I made following observation from above experiments.
- When I open original file in browser or my sample file with encoding="UTF-16" its normal, no Chinese characters.
- When I attach the mail and send it out the attachment some how gets converted into HTML file with Chinese characters and viewing source from browser shows header containing xml declarations and original <html> declarations get ripped off and new tags show up which I've pasted below.
- If I download the same file and open in editor only Chinese characters are present and no HTML tags inside it. So definitely the new tags which I saw by viewing source in browser is added by Firefox.
- I create similar HTML file and change encoding I can see the characters changing back and forth in emacs web-mode when I change encoding of the file.
<!DOCTYPE HTML PUBLIC "-//W3C//DTD HTML 4.01 Transitional//EN"> <html> <head><META http-equiv="Content-Type" content="text/html; charset=utf-8">
So if I'm understanding this correctly, Emacs due to encoding declaration interprets the actual contents differently. To see how Emacs really interpreted the content I opened the sent mail I had in raw format and saw following header lines for attachment.
Content-Type: text/html; charset=utf-8 Content-Disposition: attachment; filename=SOA-102012059675-FEBRUARY-2017.html Content-Transfer-Encoding: base64
This was followed with base64 encoded data. So does this mean emacs interpreted the content as UTF-16 and encoded the content using UTF-8?. Again I've no clue, so I changed the encoding in both the files to be as UTF-8 and sent the mail by attaching these files again to see what happens. And my guess was right I could get the attachment as is on the receiving side. And inspecting raw mail the attachment headers now different than before.
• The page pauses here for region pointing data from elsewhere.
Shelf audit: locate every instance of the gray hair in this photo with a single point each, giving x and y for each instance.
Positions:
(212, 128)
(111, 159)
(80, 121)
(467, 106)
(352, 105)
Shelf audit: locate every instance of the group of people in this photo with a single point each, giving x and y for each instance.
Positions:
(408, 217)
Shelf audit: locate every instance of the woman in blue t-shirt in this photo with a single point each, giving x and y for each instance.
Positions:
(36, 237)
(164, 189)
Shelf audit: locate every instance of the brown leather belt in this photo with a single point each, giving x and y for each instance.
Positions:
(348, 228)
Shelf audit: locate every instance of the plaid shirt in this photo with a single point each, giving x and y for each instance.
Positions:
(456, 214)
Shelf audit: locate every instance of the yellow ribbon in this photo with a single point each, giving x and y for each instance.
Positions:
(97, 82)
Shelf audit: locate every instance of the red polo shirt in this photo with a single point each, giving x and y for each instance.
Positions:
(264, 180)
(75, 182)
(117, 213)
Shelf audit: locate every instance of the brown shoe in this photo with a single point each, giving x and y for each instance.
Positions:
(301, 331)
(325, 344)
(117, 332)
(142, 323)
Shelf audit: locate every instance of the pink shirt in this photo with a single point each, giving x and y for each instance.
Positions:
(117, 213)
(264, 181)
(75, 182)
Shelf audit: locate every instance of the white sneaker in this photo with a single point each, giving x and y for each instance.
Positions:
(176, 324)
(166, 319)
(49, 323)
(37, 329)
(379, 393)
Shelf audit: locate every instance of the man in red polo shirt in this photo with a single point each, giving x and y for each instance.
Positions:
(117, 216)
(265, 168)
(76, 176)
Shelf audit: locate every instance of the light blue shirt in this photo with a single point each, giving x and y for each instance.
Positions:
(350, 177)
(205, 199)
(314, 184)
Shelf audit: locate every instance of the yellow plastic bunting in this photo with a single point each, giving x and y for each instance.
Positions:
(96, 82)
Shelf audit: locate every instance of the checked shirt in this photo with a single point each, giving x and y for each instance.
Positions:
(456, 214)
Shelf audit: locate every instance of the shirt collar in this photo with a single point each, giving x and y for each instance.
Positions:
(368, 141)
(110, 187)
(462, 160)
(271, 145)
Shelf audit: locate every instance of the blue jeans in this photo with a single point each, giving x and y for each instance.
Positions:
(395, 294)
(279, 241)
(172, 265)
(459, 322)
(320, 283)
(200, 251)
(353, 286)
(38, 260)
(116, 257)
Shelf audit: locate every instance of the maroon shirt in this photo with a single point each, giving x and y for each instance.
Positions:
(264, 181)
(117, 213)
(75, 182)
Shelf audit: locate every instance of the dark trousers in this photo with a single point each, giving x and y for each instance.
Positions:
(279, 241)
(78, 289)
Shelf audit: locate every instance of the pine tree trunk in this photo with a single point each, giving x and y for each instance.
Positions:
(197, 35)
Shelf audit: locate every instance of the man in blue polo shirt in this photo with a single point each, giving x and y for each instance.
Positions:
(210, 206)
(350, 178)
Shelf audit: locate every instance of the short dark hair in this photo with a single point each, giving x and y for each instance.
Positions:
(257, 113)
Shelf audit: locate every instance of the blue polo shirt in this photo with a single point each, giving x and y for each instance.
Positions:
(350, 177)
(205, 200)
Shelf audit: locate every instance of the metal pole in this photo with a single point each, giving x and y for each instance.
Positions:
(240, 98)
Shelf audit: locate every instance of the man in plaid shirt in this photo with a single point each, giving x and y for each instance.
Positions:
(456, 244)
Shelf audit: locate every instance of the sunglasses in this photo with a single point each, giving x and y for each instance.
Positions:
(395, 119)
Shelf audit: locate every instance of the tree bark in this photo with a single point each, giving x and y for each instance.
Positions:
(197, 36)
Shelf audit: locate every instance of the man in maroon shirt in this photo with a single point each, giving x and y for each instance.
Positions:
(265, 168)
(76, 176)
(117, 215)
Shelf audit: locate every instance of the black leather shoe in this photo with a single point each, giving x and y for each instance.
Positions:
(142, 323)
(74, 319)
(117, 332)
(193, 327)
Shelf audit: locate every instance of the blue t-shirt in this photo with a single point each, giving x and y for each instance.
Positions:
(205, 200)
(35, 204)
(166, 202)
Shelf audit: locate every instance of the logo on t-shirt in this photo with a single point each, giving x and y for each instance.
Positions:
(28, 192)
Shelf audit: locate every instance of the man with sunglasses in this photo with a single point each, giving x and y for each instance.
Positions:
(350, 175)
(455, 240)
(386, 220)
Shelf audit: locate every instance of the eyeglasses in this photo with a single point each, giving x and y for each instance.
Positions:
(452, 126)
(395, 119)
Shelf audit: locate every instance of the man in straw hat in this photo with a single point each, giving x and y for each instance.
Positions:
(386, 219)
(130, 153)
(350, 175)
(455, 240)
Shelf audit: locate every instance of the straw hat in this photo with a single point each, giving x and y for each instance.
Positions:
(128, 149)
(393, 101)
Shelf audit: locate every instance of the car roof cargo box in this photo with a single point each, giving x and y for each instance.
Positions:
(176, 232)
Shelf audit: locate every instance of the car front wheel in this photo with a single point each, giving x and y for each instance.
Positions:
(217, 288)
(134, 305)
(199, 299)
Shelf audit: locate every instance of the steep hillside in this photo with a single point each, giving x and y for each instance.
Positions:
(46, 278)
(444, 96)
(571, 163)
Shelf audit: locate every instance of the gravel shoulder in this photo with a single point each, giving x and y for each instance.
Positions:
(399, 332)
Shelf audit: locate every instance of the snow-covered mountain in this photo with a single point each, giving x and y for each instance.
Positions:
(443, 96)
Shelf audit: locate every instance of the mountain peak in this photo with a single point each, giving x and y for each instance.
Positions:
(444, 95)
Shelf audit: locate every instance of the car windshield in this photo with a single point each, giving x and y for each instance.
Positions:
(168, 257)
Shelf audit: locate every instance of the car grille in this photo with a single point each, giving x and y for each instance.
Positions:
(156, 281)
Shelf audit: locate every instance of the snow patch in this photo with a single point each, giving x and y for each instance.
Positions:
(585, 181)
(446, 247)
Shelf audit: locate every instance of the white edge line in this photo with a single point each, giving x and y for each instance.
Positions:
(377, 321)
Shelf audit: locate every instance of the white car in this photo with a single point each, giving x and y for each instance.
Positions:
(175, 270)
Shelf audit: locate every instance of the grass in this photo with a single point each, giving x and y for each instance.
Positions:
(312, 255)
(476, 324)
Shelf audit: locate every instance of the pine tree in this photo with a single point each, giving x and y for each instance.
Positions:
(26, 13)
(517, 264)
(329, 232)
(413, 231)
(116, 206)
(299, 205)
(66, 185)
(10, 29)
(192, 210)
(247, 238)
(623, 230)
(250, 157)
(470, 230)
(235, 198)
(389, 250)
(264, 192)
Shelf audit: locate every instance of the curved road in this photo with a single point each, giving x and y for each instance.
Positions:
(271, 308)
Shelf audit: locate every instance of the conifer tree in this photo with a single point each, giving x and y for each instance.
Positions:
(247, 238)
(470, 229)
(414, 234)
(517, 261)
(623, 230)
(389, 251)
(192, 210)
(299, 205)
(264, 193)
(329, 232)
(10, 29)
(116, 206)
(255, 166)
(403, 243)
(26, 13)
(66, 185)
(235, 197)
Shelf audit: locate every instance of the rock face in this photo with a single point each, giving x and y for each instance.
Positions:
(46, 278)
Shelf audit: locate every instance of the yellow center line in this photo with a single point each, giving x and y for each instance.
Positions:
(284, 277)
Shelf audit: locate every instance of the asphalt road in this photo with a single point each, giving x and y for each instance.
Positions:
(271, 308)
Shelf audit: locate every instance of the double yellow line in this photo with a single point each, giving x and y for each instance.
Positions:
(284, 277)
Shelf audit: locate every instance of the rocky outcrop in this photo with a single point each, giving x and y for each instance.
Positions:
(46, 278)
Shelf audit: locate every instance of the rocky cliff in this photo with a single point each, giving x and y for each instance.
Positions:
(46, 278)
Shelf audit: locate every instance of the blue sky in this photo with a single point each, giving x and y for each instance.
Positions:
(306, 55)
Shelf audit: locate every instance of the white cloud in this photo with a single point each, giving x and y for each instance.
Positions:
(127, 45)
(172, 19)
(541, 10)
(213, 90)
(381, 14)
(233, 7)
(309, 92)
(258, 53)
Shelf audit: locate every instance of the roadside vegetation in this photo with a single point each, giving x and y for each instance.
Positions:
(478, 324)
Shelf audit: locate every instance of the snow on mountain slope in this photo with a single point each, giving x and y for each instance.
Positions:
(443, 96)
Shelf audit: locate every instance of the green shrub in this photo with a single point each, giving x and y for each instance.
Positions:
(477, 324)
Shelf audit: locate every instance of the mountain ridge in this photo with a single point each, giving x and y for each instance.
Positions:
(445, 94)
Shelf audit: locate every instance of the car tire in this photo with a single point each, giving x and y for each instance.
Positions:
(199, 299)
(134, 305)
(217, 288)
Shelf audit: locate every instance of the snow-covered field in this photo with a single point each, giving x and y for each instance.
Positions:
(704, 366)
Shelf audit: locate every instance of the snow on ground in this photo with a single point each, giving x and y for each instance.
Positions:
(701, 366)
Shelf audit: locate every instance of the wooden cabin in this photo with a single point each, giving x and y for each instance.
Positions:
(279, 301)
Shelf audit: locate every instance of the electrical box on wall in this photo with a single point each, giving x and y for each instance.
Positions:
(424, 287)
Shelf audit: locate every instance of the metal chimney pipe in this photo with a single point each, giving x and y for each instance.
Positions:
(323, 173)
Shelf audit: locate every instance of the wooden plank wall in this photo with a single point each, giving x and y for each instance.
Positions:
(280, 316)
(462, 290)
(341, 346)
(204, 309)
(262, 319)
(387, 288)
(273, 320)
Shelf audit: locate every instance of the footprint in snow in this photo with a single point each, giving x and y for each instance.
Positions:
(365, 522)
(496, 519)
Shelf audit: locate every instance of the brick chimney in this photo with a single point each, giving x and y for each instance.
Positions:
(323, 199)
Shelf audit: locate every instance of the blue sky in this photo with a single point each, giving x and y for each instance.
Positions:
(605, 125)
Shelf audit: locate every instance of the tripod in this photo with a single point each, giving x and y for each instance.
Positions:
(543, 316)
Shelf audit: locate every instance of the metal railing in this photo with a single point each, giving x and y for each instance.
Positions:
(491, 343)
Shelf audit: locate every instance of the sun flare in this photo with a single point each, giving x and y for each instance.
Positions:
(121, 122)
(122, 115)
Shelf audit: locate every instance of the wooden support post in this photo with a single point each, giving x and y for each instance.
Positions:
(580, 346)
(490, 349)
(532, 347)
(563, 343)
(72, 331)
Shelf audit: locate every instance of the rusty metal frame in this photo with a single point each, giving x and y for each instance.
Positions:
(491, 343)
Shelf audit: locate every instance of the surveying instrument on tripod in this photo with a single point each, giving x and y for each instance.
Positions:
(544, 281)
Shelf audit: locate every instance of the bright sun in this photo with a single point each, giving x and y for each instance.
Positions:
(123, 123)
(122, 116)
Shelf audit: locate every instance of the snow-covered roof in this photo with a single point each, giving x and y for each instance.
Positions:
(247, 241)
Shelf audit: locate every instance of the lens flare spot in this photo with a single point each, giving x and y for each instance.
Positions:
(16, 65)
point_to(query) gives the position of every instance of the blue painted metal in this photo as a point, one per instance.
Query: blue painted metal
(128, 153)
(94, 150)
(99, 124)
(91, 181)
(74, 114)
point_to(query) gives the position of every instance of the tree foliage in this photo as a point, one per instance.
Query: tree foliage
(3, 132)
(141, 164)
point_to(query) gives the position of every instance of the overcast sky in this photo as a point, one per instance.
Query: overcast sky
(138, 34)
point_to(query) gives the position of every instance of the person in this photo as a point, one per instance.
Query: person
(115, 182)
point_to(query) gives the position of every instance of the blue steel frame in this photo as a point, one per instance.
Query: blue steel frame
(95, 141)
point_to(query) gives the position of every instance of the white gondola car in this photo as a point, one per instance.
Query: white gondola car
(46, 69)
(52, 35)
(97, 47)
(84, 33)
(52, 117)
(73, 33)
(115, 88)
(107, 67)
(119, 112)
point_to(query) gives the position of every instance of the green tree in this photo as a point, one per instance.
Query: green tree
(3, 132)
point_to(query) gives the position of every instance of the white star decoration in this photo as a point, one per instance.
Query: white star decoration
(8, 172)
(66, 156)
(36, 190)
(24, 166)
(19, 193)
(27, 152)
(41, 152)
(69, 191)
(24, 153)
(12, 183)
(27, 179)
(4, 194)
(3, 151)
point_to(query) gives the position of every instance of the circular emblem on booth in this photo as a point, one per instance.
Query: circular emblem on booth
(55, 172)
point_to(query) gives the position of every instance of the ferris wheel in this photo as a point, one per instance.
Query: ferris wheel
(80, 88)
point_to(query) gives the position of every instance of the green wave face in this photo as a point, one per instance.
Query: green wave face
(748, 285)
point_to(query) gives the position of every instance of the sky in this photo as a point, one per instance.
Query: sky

Content-Type: text/html Content-Disposition: attachment; filename=SOA-102012059675-DECEMBER-2016.html Content-Transfer-Encoding: quoted-printable
See how Content-Type its different now also see the Content-Transfer-Encoding its now quoted-printable as opposed to base64 earlier. Additionally I can see HTML content below the header. When I opened the attachment from mail I get the actual bill.
As far as I understand base64 encoding is used when the data to be attached is base64. So I guess basically due to wrong encoding declared inside the file Emacs interpreted the content as a binary data and encoded it differently than what it really should be. Phew that was a lot of investigation to understand the magic but it was worth it.
Do let me know your thoughts on this.